When she fled Sudan in 2010, Eman resettled in Egypt with her sister and her then 3-year-old nephew, who was showing signs of autism. Faced with unaffordable education options, Eman felt an obligation to learn how to support these children and their families. A former engineer in her home country, she went back to university to study Language and Speech Disorders and started applying her new knowledge with her nephew. The progress he showed was her motivation to start helping other refugee families facing the same challenges. From starting in 2016 as a small initiative to support children at local schools in Cairo, the organization now has multiple locations. Their efforts have helped educate and integrate 380 refugee children in Egypt and have touched the lives of over 5000 families from the Sudanese, South Sudanese, Eritrean, and Yemeni communities.
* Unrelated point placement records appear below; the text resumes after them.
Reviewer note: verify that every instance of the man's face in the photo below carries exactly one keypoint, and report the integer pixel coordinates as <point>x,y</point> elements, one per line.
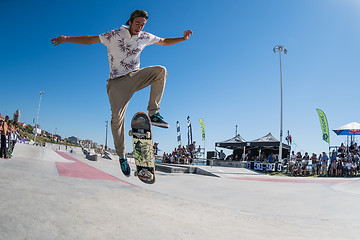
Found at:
<point>137,25</point>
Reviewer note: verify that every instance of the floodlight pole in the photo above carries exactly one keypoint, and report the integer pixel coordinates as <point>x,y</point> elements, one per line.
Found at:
<point>280,49</point>
<point>37,116</point>
<point>106,122</point>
 “Women are strong. They can bring life into the world, raise their children in the most difficult contexts, and bring positive human beings into society. If they are trusted, they can lead the movement, always.”

Najeeba Wazefadost: Building transformative networks for increased leadership and participation

Najeeba Wazefadost is a former refugee who fled Afghanistan with her parents when she was 10 years old. She sought asylum from Australia by sea and spent several months in mandatory immigration detention before being recognized as a refugee. 

She has a Bachelor of Medical Science and Nursing but has spent the last decade advocating for refugee rights and gender equality. In particular, she has focused on building women-led networks to share experiences, amplify voices, empower each other, and bring policy changes addressing the specific challenges faced by refugee women. She co-founded the Global Refugee Led Network (GRN), Global Independent Refugee Women Leaders (GIRWL), and the Asia Pacific Network of Refugees (APNOR). She is also the founder of an Afghan women’s business network in Asia Pacific, helping women to establish their own businesses. She has been a gender auditor to the United Nations High Commissioner for Refugees and has received numerous awards for her work. 

“In a field where diversity of thought is crucial, women contribute a perspective that is often marginalized. Our presence challenges the status quo and highlights the necessity of a more inclusive approach. So, while it may be harder for women to work in this field, our presence is not only necessary but transformative.”